The name “cerebral proliferative angiopathy” implies that new vessel formation is an important component of the disease. This is very different from classic AVMs. Meningeal vessels contribute to the lesion directly and contribute to the healthy brain tissue bilaterally via supratentorial and infratentorial transdural supply. Presumably the angiogenesis is induced by the (relative) cortical ischemia demonstrated with perfusion-weighted MRI, although the signaling mechanism remains unknown. It is not related to previous hemorrhage and does not suggest increased risk of hemorrhage in the future.

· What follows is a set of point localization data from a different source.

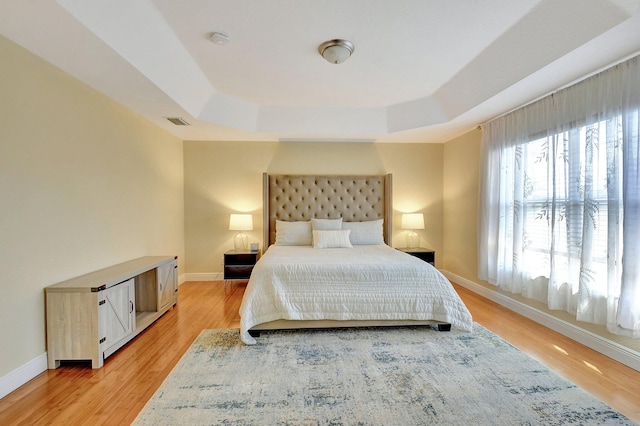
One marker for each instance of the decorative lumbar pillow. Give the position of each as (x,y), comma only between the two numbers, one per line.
(326,224)
(293,233)
(365,233)
(332,239)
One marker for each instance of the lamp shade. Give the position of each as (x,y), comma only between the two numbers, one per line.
(412,221)
(241,222)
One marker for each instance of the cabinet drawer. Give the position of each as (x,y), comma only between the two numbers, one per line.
(237,272)
(240,258)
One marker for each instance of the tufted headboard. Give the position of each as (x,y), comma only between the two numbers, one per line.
(302,197)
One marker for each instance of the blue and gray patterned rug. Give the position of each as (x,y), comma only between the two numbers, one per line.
(373,376)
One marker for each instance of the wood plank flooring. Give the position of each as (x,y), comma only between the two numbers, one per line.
(74,394)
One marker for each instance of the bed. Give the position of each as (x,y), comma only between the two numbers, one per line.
(328,262)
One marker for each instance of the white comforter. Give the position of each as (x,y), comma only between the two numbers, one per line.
(359,283)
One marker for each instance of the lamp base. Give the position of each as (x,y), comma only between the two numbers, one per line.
(240,241)
(413,240)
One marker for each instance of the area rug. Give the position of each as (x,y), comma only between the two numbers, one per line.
(372,376)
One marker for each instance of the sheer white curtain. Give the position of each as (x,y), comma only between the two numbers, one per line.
(560,200)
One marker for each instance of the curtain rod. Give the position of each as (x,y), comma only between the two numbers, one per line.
(573,83)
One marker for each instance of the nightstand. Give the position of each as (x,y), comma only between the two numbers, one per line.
(238,264)
(427,255)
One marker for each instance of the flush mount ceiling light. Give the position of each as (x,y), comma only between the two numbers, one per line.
(336,51)
(219,38)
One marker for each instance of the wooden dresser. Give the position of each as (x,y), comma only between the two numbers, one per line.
(91,316)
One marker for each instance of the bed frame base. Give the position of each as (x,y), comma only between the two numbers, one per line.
(300,324)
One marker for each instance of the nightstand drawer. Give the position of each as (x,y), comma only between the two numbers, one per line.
(424,254)
(237,272)
(241,258)
(238,264)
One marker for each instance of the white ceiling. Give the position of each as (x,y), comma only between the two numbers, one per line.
(422,70)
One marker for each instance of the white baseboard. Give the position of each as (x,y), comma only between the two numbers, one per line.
(22,375)
(598,343)
(204,276)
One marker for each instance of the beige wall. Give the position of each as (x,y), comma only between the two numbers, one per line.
(226,177)
(84,184)
(461,173)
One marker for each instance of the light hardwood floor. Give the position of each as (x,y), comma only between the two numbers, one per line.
(113,395)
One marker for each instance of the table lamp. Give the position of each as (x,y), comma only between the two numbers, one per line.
(412,221)
(241,222)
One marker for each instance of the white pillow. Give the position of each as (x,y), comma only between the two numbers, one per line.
(293,233)
(365,233)
(326,224)
(331,239)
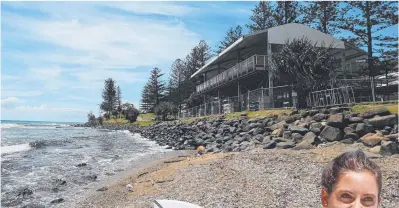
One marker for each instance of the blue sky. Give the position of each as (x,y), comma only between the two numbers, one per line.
(56,55)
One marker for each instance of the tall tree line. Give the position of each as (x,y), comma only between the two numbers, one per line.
(180,85)
(363,20)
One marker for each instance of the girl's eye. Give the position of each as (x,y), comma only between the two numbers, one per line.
(346,198)
(368,201)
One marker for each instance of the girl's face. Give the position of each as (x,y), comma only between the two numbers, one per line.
(353,190)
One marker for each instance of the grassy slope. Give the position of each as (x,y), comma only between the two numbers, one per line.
(147,119)
(142,120)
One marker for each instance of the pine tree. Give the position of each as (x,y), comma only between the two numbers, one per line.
(323,15)
(175,81)
(109,96)
(287,12)
(119,99)
(157,85)
(146,99)
(262,17)
(365,20)
(232,35)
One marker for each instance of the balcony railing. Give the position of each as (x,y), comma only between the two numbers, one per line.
(256,62)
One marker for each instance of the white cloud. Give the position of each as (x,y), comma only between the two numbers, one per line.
(15,93)
(108,41)
(48,108)
(160,8)
(10,102)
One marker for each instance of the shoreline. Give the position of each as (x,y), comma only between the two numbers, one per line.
(143,163)
(257,178)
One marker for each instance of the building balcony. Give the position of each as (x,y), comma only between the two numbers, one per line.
(249,65)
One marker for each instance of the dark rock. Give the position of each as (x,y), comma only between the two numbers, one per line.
(266,139)
(313,112)
(309,141)
(389,148)
(347,141)
(280,139)
(102,189)
(91,177)
(362,129)
(375,112)
(244,145)
(384,132)
(319,117)
(287,134)
(25,192)
(355,120)
(352,136)
(381,122)
(331,134)
(56,201)
(81,165)
(298,129)
(353,126)
(33,206)
(395,129)
(316,125)
(270,144)
(336,120)
(296,137)
(388,128)
(285,145)
(315,130)
(60,182)
(253,120)
(348,130)
(393,137)
(371,139)
(304,114)
(276,126)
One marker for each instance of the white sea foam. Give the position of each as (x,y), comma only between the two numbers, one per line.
(15,148)
(9,125)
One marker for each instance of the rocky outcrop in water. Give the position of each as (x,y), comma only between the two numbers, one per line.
(299,130)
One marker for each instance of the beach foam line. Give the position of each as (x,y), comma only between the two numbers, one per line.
(15,148)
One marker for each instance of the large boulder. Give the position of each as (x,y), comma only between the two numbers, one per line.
(375,112)
(347,141)
(356,120)
(331,134)
(371,139)
(381,122)
(319,117)
(278,125)
(309,141)
(296,137)
(285,145)
(389,148)
(277,132)
(348,130)
(270,144)
(362,129)
(352,136)
(298,129)
(336,120)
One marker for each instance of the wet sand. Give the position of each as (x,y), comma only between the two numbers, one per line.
(259,178)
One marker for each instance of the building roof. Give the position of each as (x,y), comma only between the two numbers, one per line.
(252,43)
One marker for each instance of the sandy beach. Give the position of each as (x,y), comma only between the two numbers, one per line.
(258,178)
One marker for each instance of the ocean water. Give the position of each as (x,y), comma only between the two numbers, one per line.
(39,160)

The combination of segmental stenoses of proximal arteries and distal angioectasia suggests that the pathogenesis of this lesion may be abnormal proliferation of the vessel wall. In their 1975 classification of vascular lesions in childhood and infancy, Mulliken and Glowacki differentiated between (1) vascular lesions that demonstrate cellular proliferation and endothelial hyperplasia (“hemangiomas” or true vascular tumors as in PHACES syndrome) and (2) vascular lesions that have normal endothelial turnover but structural abnormalities of the capillary, venous, lymphatic, or arterial channels (e.g., vascular malformations like brain AVMs). CPA can be regarded as an intermediate or transitional form between these two major types of vascular lesion. CPA exhibits both proliferative features (less prominent than in hemangiomas) and malformative features (less prominent than in true AVMs).
The significance of concurrent AVMs of the face, retina, and brain was first recognized in Lyon, France, by Bonnet, Dechaume, and Blanc, who reported two cases in 1937. Six years later, Wyburn-Mason published a detailed analysis of all similar case reports and nine new cases. The association of retinal, facial, and cerebral vascular malformations became known as Bonnet-Dechaume-Blanc syndrome in France and continental Europe and as Wyburn-Mason syndrome in the English literature.
Recent genetic/biologic contributions suggest that disorders of neural crest and cephalic cell migration may be the link common to all components of this syndrome. The neural crest and neural plate share a common lineage from cells of the lateral border of the developing neural plate (i.e., the neural folds). Under inductive influence of the adjacent epithelium (and possibly mesoderm) these cells develop into neural crest cells, hence their common metameric origin with the cells of the hindbrain. The insult producing the underlying lesion has to be before the migration occurs and thus before the fourth week of development.